Il tenta de monter sur le tabouret de bar et deux minutes plus tard finit par y parvenir. Son verre était déjà servi. Il le prit et celui-ci éclata entre ses doigts. Il contempla avec étonnement sa main éclaboussée d'un liquide vert fluo, les petits morceaux de verres éparpillés sur le zinc.
Hum. S'il avait physiologiquement pu rougir de honte, il l'aurait alors probablement fait - mais il ne pouvait pas.
Toutes les dix secondes, il se retenait au bord du comptoir pour ne pas perdre l'équilibre. La serveuses, très patiente, lui amena un second cocktail et il dû se concentrer pour ne pas l'exploser à nouveau.
Comment se concentrer ? Ecouter et ré-équaliser les conversations ambiantes, conserver son équilibre sur le siège, maîtriser le mouvement de sa main et la pression des doigts sur le verre, calculer la force du vent, relever les conditions de température, etc, tout cela représentait des centaines de paramètres à traiter simultanément et une sollicitation extrême de la mémoire vive, alors que la segmentation de ses disques n’était pas encore optimisée.
La solution lui apparut soudainement comme une évidence : il suffisait de verrouiller la position de son bassin et de ses genoux afin de libérer l’espace de calcul inutilement sollicité par son servomoteur antérieur.
Après quoi, toute son attention et sa force d’analyse purent enfin être mises au service de cette noble tâche : boire un shooter d’Ura sans en foutre partout.

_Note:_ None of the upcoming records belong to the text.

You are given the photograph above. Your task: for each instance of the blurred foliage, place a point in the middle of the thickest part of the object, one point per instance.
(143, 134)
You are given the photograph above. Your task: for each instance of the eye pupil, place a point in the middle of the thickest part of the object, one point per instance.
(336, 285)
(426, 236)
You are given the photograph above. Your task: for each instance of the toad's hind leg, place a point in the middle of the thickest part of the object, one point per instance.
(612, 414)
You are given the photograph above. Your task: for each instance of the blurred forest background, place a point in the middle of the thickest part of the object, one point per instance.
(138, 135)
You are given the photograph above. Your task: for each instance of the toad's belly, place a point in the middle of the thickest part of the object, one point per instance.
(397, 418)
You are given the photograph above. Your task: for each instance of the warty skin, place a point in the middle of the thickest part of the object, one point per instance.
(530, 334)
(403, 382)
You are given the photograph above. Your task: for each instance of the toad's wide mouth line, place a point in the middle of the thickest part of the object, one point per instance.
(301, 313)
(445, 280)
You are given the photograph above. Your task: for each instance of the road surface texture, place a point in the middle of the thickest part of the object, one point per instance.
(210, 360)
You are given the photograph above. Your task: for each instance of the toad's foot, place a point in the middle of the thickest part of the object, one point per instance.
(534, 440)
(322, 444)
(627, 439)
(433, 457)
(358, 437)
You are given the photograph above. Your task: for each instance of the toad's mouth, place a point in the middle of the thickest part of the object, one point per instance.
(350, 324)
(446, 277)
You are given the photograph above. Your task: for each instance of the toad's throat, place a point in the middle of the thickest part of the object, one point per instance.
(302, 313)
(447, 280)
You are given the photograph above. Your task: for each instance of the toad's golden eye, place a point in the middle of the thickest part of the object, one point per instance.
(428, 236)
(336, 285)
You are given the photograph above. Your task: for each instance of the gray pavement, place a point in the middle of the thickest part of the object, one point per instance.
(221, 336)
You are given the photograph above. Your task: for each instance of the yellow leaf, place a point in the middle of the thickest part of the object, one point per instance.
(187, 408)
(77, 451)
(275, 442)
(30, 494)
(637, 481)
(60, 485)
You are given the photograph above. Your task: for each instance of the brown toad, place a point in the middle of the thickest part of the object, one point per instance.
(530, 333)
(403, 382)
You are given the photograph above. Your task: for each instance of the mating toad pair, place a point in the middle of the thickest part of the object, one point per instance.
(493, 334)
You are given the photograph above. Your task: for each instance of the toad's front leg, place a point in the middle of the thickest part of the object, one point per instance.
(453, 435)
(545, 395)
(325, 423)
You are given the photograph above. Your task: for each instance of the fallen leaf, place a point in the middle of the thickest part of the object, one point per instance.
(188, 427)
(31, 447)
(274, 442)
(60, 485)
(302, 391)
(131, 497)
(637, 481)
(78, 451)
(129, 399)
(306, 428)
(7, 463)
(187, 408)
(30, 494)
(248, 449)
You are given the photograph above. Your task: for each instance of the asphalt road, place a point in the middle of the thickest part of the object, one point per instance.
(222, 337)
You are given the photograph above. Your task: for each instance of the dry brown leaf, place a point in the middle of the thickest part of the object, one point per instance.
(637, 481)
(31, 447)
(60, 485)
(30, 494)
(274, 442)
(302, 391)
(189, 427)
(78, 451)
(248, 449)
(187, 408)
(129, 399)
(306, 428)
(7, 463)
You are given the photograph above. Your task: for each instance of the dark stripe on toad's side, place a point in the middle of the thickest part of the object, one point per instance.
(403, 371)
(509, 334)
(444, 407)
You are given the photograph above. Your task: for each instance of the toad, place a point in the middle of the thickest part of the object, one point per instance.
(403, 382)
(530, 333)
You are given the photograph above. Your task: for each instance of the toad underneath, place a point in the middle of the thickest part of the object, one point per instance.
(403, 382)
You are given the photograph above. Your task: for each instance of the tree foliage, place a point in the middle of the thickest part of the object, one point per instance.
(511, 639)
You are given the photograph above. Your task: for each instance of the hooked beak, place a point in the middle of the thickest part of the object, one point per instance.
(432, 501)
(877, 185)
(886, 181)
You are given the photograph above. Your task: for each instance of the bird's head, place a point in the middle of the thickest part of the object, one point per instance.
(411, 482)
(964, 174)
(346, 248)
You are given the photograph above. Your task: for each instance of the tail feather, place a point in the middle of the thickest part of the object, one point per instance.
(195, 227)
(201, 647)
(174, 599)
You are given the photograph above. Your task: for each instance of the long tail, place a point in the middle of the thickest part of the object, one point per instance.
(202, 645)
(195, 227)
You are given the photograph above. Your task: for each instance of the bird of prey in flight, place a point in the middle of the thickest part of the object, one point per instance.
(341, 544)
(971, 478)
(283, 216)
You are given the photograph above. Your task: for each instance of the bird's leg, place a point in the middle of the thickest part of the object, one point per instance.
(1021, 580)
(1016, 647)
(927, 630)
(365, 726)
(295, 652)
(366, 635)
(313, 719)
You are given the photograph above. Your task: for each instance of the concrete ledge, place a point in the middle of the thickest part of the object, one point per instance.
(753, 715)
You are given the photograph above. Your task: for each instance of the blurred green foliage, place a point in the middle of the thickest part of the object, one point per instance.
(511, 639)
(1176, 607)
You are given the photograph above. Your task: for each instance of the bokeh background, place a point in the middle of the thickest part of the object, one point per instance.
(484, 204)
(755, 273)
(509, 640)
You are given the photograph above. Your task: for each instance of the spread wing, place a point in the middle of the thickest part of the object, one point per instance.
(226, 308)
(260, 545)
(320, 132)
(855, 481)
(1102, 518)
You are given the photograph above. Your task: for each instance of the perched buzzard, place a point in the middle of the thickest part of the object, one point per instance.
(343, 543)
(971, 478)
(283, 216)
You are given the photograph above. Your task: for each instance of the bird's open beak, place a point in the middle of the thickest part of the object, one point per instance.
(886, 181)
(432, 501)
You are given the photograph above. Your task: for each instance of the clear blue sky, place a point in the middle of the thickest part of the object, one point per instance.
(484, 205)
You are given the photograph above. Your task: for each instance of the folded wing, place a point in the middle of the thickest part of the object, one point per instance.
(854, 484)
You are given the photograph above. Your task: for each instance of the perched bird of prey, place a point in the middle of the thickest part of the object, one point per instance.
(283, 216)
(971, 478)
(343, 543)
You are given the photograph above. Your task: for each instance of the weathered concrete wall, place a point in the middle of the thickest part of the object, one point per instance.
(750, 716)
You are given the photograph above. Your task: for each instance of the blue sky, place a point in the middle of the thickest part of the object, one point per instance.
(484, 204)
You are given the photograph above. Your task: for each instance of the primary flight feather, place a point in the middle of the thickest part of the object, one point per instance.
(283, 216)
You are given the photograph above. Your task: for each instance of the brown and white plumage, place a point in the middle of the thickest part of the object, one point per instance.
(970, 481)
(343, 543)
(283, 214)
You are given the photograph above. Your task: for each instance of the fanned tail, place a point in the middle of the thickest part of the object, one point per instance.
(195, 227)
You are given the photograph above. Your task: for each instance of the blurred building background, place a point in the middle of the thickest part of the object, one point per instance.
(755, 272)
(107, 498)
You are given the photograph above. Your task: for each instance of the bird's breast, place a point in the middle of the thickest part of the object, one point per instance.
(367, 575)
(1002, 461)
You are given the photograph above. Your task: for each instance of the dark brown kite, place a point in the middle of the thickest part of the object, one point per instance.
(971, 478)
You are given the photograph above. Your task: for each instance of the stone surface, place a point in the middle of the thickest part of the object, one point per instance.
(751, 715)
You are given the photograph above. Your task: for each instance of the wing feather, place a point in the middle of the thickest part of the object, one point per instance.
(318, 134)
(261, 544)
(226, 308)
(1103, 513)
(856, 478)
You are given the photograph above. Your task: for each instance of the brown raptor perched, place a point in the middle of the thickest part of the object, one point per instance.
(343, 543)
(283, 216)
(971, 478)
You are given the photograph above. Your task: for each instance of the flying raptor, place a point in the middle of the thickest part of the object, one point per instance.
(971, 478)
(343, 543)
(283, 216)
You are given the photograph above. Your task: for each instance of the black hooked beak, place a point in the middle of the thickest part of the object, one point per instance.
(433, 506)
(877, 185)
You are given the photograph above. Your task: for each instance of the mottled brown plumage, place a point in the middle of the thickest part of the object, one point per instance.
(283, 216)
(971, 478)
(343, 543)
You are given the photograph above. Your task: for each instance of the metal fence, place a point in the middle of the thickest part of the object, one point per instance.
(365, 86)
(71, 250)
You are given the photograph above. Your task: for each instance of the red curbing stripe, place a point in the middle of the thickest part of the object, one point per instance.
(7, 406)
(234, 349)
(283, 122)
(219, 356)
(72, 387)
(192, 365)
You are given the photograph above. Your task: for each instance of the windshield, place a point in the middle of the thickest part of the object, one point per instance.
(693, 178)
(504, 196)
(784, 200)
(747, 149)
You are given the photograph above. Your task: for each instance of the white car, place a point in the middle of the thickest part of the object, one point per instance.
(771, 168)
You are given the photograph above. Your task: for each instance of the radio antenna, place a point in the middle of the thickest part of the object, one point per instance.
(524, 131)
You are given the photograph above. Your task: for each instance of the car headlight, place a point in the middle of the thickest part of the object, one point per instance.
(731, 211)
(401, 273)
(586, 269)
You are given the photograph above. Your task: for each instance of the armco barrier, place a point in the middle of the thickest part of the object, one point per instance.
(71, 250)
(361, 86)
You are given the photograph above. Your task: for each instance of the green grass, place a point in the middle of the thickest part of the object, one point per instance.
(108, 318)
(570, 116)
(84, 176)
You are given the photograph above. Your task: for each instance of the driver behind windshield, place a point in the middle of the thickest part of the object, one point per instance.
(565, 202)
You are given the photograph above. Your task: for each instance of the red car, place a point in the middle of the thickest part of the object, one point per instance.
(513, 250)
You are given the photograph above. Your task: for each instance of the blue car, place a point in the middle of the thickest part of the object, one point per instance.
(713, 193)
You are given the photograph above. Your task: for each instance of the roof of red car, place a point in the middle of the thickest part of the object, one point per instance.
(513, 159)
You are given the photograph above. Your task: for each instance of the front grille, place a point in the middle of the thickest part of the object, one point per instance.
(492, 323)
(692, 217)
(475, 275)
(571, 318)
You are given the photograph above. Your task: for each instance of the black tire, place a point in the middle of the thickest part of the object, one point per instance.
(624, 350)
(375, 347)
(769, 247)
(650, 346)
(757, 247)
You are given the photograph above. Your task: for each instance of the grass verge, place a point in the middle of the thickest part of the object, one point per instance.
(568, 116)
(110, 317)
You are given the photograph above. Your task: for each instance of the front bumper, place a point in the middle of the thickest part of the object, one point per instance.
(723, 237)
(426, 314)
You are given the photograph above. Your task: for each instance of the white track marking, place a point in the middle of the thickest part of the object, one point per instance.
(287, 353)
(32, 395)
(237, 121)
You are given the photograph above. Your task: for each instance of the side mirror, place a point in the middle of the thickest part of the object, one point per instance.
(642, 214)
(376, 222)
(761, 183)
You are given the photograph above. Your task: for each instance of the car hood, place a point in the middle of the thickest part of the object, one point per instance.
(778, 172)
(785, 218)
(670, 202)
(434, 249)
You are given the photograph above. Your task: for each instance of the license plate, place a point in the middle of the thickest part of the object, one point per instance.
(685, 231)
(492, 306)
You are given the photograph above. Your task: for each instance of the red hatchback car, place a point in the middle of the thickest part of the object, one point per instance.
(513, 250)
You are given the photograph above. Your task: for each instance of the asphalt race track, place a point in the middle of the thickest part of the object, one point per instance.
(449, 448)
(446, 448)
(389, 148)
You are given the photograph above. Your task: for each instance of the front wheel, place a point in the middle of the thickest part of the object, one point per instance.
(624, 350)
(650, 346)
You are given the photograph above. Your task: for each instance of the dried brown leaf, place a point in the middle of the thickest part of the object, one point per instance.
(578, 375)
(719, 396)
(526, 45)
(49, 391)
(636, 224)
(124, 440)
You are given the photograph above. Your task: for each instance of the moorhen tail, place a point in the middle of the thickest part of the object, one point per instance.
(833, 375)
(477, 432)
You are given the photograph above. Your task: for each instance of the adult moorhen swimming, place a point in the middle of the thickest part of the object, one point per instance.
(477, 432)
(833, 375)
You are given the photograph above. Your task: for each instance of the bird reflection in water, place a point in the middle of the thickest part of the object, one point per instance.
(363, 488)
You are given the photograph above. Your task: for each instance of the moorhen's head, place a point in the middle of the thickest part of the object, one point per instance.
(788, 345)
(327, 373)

Il se concentra donc, prit délicatement le verre, le porta à ses lèvres, leva le coude et le liquide s’écoula jusqu’à la dernière goutte dans son circuit tubulaire bucco-stomacal.
Il regarda alors autour de lui, fier de son progrès, mais déçu par la boisson qu’il ne trouvait absolument pas à son goût. Il fut cependant surpris que personne ne l’applaudît pour sa performance. A vrai dire, c’était surtout une victoire sur lui-même.
Il lança une procédure de sauvegarde pour capitaliser cette expérience positive et pouvoir la réitérer sans avoir pour cela à mobiliser 88,7% de sa RAM. Puis il commanda un second Ura - malgré son dégoût pour cette boisson - afin de valider par une nouvelle tentative les paramètres enregistrés. Ce fut un nouveau succès.
Vint alors l’heure de retourner prendre son poste aux STV. Il descendit de son tabouret de bar, son menton heurta violemment le bord du zinc, et dans un grand fracas, sa carcasse de 2m50 se retrouva les quatre fers en l’air, allongée au sol à côté du tabouret renversé.
Il prit alors conscience qu’une dernière étape manquait dans la procédure étiquetée « boire un Ura assis sur un tabouret de bar » :
  • phase 57 : ingurgiter la boisson
  • phase 58 : reposer le verre sur le comptoir
  • phase 59 : penser à réactiver le servomoteur contrôlant mes membres antérieurs.
Il modifia en conséquence le processus sauvegardé et s’en alla en claudiquant à son travail.